FSAA is often done by supersampling the backbuffer and downsizing on a copy or other virtually equivalent means. Windows typically shows a simple contiguous memory image and swaps do a copy blit. So, to even support AA you need a backbuffer but it depends on hardware AFAIK.
In addition the windows frontbuffer may not be the best format or memory for drawing. Cards are optimized for rendering to the backbuffer.
If you want to render to the frontbuffer for specific reasons you have a lot of options depending on your larger objectives. You may keep a double buffer and copy back from the front each frame but there are also options to keep backbuffer contents on a swap when you have double buffering that may solve the kind of problem you think you need a single buffer for.
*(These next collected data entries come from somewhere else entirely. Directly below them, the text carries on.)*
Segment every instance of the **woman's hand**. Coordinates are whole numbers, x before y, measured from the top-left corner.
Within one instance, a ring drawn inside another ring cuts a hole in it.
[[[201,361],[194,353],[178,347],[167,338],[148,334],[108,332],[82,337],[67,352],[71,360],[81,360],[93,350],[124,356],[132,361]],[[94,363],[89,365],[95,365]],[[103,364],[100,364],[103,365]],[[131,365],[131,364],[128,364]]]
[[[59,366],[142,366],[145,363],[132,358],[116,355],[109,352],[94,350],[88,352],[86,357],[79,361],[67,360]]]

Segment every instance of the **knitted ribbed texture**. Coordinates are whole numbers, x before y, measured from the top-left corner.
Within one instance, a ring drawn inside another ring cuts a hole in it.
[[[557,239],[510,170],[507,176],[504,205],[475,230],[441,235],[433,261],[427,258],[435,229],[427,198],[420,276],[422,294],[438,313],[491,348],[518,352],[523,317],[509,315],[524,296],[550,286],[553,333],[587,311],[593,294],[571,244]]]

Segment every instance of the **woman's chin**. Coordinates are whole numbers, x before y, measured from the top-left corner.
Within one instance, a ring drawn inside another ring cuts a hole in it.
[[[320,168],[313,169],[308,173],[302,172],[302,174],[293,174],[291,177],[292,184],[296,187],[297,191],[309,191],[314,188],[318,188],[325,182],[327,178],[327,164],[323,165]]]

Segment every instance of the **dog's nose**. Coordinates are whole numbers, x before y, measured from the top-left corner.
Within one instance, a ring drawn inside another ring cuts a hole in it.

Sometimes what might seem like a great optimization just doesn’t make sense when you consider how the hardware works. 3D hardware is specialized and does thing the right way for common 3D apps & games. You need to optimize with that in mind.
I would agree with pango, P-buffers are always offscreen, there shouldn’t be a difference between front and back buffer performance then. See if you can lay your hands on newer drivers.
Thanks Dorbie,the double buffered pbuffer is not I expected,because the front buffer will consume some video memory and my app always do not use it,so I want to create a FSAA PBuffer with only backbuffer,so how to do it?